Quand la France mène la danse contre l’Iran…

La France, au sein de la troïka dite « E3 » (France Allemagne et Royaume Uni) mène la danse contre Téhéran sur la question du nucléaire iranien. Vendredi 19 septembre, le Conseil de sécurité de l’ONU a rejeté une résolution (1) visant à prolonger l’allègement des sanctions internationales dont Téhéran a pu très relativement bénéficier dans le cadre de l’Accord de Vienne sur le nucléaire, adopté en juillet 2015 (2), voici maintenant 10 ans. Cet Accord parvient à son terme en cette fin d’année 2025. C’est pour cette raison que les puissances occidentales, en particulier les Européens font le forcing, comme on dit, pour pouvoir exercer, à travers cet Accord, une pression maximale sur l’Iran. Et puis, il faut se dépêcher d’agir avant que la Russie ne prenne la présidence tournante du Conseil de sécurité en octobre… La Chine qui veut privilégier la diplomatie et éviter le retour des sanctions, et la Russie qui, dans le même esprit, estime que la démarche de la troïka est dénuée de pertinence juridique, ont vivement critiqué le rejet de cette résolution (3). Les médias français furent plutôt discrets sur cet aspect des choses, comme si l’initiative européenne allait de soi. C’est plus compliqué que cela.

Quel est le problème ?

La France et ses deux partenaires européens ont décidé d’activer le mécanisme dit du snapback prévu par le JCPOA qui réunit l’ensemble complexe des dispositions d’encadrement du programme nucléaire iranien. Ce mécanisme du snapback est une procédure de retour automatique aux sanctions contre Téhéran, retour qui serait justifié par les manquements iraniens au respect de ses obligations découlant de l’Accord de Vienne et du JCPOA. Un compte à rebours est ainsi enclenché qui devrait se terminer bientôt, probablement le 27 septembre, par une nouvelle décision du Conseil de sécurité, conforme à celle déjà prise le 19. Toutes les sanctions internationales en vigueur avant l’adoption du JCPOA en juillet 2015, devraient donc être réintroduites et mises en œuvre. Cette procédure étant automatique, nul État membre permanent du Conseil ne peut y opposer un veto.

Il est vrai que l’Iran, selon Rafael Grossi, Directeur de l’Agence Internationale de l’Énergie Atomique (AIEA), dispose désormais de plus de 400 kilos d’uranium enrichi à 60 %, un seuil qui se rapproche fortement du niveau requis pour fabriquer une arme nucléaire. « Une telle accumulation ne peut s’expliquer par un usage civil crédible », avait souligné Rafael Grossi (4). L’AIEA n’ayant plus la possibilité d’inspections régulières, l’AIEA avait aussi reconnu n’avoir plus de continuité dans la connaissance du programme iranien.

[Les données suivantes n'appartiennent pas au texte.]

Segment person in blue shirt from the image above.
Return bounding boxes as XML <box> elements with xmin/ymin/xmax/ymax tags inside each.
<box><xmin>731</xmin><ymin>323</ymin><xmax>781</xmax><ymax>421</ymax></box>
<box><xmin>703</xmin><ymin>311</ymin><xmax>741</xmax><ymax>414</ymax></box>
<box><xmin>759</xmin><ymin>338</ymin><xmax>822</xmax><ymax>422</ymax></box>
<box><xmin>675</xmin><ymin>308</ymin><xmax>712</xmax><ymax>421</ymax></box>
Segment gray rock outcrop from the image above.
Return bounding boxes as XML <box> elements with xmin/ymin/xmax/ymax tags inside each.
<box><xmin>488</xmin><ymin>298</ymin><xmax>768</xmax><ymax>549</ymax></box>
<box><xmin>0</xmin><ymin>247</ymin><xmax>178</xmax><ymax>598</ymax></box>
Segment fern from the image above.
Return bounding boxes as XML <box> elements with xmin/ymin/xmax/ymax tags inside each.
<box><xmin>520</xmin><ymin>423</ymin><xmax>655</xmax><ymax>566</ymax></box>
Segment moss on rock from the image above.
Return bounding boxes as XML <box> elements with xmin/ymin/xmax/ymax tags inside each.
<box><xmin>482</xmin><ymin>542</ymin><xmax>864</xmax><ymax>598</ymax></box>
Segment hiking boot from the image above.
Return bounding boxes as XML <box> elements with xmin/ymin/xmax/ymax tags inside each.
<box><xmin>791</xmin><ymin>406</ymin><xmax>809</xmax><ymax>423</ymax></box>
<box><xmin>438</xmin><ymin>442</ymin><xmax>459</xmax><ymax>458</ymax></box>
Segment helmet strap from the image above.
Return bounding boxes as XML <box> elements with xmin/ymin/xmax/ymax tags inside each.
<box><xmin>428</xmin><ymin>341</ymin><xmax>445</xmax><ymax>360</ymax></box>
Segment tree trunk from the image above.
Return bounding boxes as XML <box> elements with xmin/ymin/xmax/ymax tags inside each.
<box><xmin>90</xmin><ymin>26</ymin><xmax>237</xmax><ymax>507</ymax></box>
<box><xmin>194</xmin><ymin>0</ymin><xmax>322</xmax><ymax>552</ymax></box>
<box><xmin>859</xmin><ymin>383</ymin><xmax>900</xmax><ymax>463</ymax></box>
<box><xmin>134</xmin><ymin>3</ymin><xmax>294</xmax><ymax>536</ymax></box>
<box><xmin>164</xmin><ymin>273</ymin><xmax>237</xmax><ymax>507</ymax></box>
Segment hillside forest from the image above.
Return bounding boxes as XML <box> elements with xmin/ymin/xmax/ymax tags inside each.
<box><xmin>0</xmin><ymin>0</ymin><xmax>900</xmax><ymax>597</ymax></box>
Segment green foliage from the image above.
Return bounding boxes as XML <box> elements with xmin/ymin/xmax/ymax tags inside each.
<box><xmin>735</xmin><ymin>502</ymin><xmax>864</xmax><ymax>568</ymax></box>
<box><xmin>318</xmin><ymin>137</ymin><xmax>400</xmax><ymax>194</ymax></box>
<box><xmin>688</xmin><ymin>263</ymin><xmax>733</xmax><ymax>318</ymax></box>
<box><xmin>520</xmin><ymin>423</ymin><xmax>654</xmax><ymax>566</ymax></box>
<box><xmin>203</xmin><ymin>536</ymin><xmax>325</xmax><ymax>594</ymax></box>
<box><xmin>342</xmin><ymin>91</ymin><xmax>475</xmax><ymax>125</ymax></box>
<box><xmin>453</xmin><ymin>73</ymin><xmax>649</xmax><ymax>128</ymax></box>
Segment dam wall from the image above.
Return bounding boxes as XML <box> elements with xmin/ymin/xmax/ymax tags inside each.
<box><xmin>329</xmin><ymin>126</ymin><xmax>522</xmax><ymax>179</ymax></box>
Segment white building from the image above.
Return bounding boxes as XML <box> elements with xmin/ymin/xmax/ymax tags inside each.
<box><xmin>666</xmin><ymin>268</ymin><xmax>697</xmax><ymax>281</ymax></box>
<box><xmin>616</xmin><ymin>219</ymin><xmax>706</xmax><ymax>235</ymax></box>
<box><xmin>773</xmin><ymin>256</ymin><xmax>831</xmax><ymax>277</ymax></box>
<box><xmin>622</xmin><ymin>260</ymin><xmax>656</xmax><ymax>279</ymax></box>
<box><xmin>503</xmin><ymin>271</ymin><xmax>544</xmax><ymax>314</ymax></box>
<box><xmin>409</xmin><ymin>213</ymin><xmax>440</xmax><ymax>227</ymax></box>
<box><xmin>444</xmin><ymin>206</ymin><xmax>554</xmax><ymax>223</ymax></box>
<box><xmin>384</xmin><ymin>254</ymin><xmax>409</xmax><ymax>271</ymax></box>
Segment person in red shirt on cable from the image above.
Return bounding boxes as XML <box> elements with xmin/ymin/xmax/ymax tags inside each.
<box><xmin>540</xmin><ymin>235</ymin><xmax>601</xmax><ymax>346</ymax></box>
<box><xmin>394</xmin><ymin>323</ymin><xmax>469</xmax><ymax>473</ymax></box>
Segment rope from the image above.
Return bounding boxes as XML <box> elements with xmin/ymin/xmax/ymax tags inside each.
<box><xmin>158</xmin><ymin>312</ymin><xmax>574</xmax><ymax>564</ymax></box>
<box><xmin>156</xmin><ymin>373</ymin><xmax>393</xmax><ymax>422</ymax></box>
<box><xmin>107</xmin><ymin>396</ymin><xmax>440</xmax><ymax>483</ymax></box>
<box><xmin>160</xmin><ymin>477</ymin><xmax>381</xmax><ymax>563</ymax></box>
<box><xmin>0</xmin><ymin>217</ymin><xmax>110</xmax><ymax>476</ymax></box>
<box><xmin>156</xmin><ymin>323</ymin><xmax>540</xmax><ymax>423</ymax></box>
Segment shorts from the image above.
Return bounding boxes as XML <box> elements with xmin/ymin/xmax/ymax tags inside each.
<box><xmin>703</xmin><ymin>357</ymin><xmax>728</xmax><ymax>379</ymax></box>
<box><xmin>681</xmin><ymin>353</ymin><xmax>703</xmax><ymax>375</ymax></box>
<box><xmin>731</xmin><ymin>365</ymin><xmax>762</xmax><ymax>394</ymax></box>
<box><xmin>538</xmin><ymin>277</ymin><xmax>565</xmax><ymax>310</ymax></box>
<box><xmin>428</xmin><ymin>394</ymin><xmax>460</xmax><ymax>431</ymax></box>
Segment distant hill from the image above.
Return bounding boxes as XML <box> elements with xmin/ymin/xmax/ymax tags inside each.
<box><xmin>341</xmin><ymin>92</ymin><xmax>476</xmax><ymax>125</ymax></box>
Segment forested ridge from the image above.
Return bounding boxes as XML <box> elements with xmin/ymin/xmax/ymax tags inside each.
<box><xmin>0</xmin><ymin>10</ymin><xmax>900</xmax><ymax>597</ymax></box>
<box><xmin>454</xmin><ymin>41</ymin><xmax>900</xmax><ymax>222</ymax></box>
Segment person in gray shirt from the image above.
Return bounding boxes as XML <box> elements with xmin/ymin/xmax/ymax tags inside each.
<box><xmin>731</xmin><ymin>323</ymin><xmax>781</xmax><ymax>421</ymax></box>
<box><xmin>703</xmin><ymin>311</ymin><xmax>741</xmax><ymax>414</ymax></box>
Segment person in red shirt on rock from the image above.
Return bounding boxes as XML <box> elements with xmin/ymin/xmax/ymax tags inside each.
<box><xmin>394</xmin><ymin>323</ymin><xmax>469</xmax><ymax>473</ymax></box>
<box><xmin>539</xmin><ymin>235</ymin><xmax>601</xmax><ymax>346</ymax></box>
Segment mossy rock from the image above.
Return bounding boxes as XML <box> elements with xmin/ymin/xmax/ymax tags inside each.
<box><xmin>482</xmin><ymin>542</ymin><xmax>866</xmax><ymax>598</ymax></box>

Ajoutons qu’une arme nucléaire ne peut atteindre la crédibilité opérationnelle sans une capacité à sa projection à l’aide d’un véhicule porteur, par exemple un missile (5), ce qui constitue un autre défi technique majeur pour l’Iran. Il reste en tous les cas une évidente interrogation sur le programme et sur les intentions iraniennes. On ne peut exclure de la part de Téhéran, malgré les dénégations officielles multiples, le projet d’accéder à une maîtrise complète de l’arme nucléaire, ou bien d’atteindre le seuil d’une telle capacité militaire, comme système de dissuasion stratégique face à Israël et même face aux États-Unis. L’actualité récente (nous allons y revenir) donne une certaine crédibilité à cette hypothèse. Les dés seraient donc jetés. Les torts seraient entièrement du côté iranien. Et la bonne foi, évidemment, ne peut être qu’occidentale…

Est-ce si simple ?

A l’évidence, il y a un problème du nucléaire militaire au Proche-Orient. Par respect du droit international et des traités, et parce qu’il a signé (dès juillet 1968) le Traité sur la non prolifération (TNP), l’Iran ne doit pas accéder à l’arme nucléaire. Il serait par ailleurs nécessaire que le projet d’un Moyen-Orient exempt d’armes nucléaires puisse être réalisé et assumé par tous, notamment par l’Iran, mais par Israël aussi puisque l’État d’Israël dispose d’un arsenal atomique substantiel, dont l’existence n’est plus un secret pour personne. Ce projet d’un Moyen-Orient exempt d’armes nucléaires a fait l’objet de confrontations récurrentes dans le cadre des conférences d’examen régulières du TNP. Il n’a jamais pu aboutir. On imagine aisément pourquoi il en est ainsi. Avec le soutien des États-Unis et des Européens, Israël veut se garantir une domination sans rivalités stratégiques et militaires régionales possibles, à la fois dans les armements conventionnels et nucléaires. On voit à quel point, et avec quelle vision hégémonique très brutale et criminelle, les dirigeants israéliens utilisent aujourd’hui cette supériorité, au mépris de la Cour Pénale Internationale et de la Cour Internationale de Justice, avec le cumul des crimes de guerre, des crimes contre l’humanité, et du crime de génocide perpétré à Gaza.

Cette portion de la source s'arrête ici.